Pragmatics is the study of those relations between language and context that are grammaticalized, or encoded in the structure of language.
Pragmatics is the study of the relations between language and context that are basic to an account to language understanding.
Pragmatics is the study of deixis (at least in part), implicature, presupposition, speech acts and aspects of discourse structure.
Pragmatics is the study of linguistic acts and the contexts in which they are performed.
Pragmatics is the study of language use and linguistic communication. [2]
And Leech (1983: x) thinks that pragmatics can be defined as the study of how utterances have meanings in situations. [3]
1. 2 Definition of Pragmatic Failure
It is notable that most of our misunderstandings of other people are not due to any inability to hear them or to parse their sentences or to understand their words. A far more important source of difficulty in communication is that we so often fail to understand a speaker’s intention (Miller, 1974).

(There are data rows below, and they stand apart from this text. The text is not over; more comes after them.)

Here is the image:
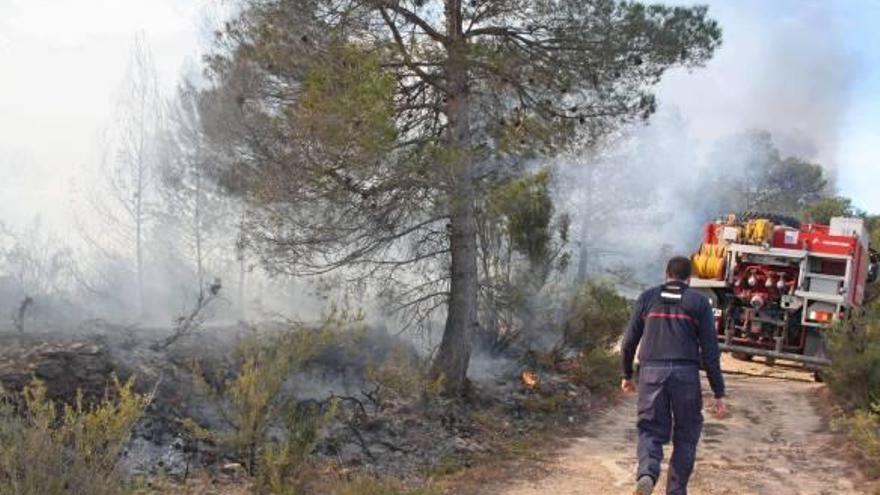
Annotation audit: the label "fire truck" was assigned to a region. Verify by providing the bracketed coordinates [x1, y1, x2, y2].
[691, 214, 880, 370]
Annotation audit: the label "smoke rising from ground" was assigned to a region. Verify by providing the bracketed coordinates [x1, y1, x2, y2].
[557, 0, 864, 285]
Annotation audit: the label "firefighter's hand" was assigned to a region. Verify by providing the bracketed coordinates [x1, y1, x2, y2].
[712, 397, 727, 419]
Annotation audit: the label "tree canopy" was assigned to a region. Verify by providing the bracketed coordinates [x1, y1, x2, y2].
[202, 0, 721, 393]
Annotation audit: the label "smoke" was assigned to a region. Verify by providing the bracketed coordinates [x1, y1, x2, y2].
[658, 0, 863, 175]
[557, 0, 862, 287]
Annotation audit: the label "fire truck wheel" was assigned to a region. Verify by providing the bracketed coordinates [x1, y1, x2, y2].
[730, 352, 755, 361]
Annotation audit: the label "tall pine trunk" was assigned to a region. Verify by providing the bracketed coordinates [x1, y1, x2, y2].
[434, 0, 479, 395]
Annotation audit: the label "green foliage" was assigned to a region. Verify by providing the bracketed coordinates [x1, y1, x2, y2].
[298, 44, 396, 163]
[325, 475, 443, 495]
[366, 348, 443, 404]
[571, 348, 620, 396]
[835, 402, 880, 477]
[182, 307, 362, 495]
[828, 302, 880, 409]
[710, 131, 828, 216]
[0, 380, 150, 495]
[257, 401, 336, 495]
[807, 196, 860, 225]
[489, 169, 554, 266]
[564, 281, 631, 353]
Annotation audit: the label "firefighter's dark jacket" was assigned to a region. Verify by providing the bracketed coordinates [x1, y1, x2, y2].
[620, 282, 724, 397]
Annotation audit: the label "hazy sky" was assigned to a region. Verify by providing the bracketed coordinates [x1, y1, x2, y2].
[0, 0, 880, 232]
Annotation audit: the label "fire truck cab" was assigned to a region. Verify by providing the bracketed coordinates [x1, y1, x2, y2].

For the inability to understand “what is meant by what is said”, Thomas exploited the term “pragmatic failure” (Thomas, 1 983: 91). [4] “Pragmatic failure” is an area of intercultural communication breakdown. (Thomas, 1983: 91). [4] Pragmatic failures are the inappropriateness which arises in intercultural communication. In intercultural communication, the appropriateness of a communicator’s utterances is much more important than grammatical correctness. If a foreign learner of English makes grammatical errors, he may at most reveals himself to be a les proficient language user and native speakers would not mind. But if he makes pragmatic errors, he may appear to be impolite, unfriendly, and even aggressive. Probably misunderstanding and conflict would arise. What’s worse, in some cases, he would incur hatred.
Thomas has given the name pragmatic failure to “any inability to understand what is meant by what is said.” (Thomas, 1983: 92) [4] Since people within the same cultural background share most of their beliefs and knowledge required in a normal linguistic communication, there are few occasions in which pragmatic failures will occur. However, it is quite different in intercultural communication, in which the communicators do not share a common cultural background.
1. 3 The Relevance Theory
The principle of relevance was formally proclaimed by Dan Sperber and Deirdre Wilson in their book Relevance: Communication and Cognition in 1986. (D. Wilson: 1986) Their definition of relevance is:
A remark P is relevant to another remark Q if P and Q, together with background knowledge, yield new information not derivable from either P or Q, together with background knowledge, alone. (D. Wilson, 1986:177) [5]
The principle of relevance tries to establish a link between the semantic meaning of an utterance and its context to search for an optimally relevant connection for the clear and informative message conveyed by utterances. The hearer, from the sentence above, has to recognize it as ambiguous through his linguistic knowledge to know the relevant context of the utterance.
1. 4 The Speech Act Theory
In 1955, the British philosopher John L. Austin made a set of lectures, the title of which is “How to do things with words?” in Harvard University. Austin set about demolishing the view of language that would place truth conditions as a center to language understanding. According to Austin, language is not only just used to say things, or describe state of affairs, but rather actively to do things. Austin also isolates three basic senses in which in saying something one is doing something, and hence three kinds of acts that are simultaneously performed: locutionary act, illocutionary act and perlocutionary act.
Locutionary act refers to the utterance of a sentence with determinative sense and reference. Illocutionary act refers to the making of a statement, offer, promise, etc., in uttering a sentence by virtue of the conventional force associated with it (or with its explicit performative paraphrase). Perlocutionary act indicates the bringing about of effects on the audience by means of uttering the sentence, which are special to the circumstance of the utterance. [6]
An American philosopher Searle developed Austin’s theory and published Speech Act theory in 1969, in which he first pointed out that speaking a language is a rule-governed form of behavior and that speech acts are the basic or minimal units of linguistic communication. Searle reiterates the differences between propositional content of an utterance and illocutionary act. A propositional content is composed of two aspects: the person or object being stated about and the statements of this person or on object. [7]
Searle further divided his indirect speech acts into conventional speech and unconventional one. Conventional speech acts often have syntactic reflexes associated with their surface sentence type and indirectness is quite apparent; Unconventional indirect speech acts, on the other hand, are quite complicated and harder for the hearer to understand.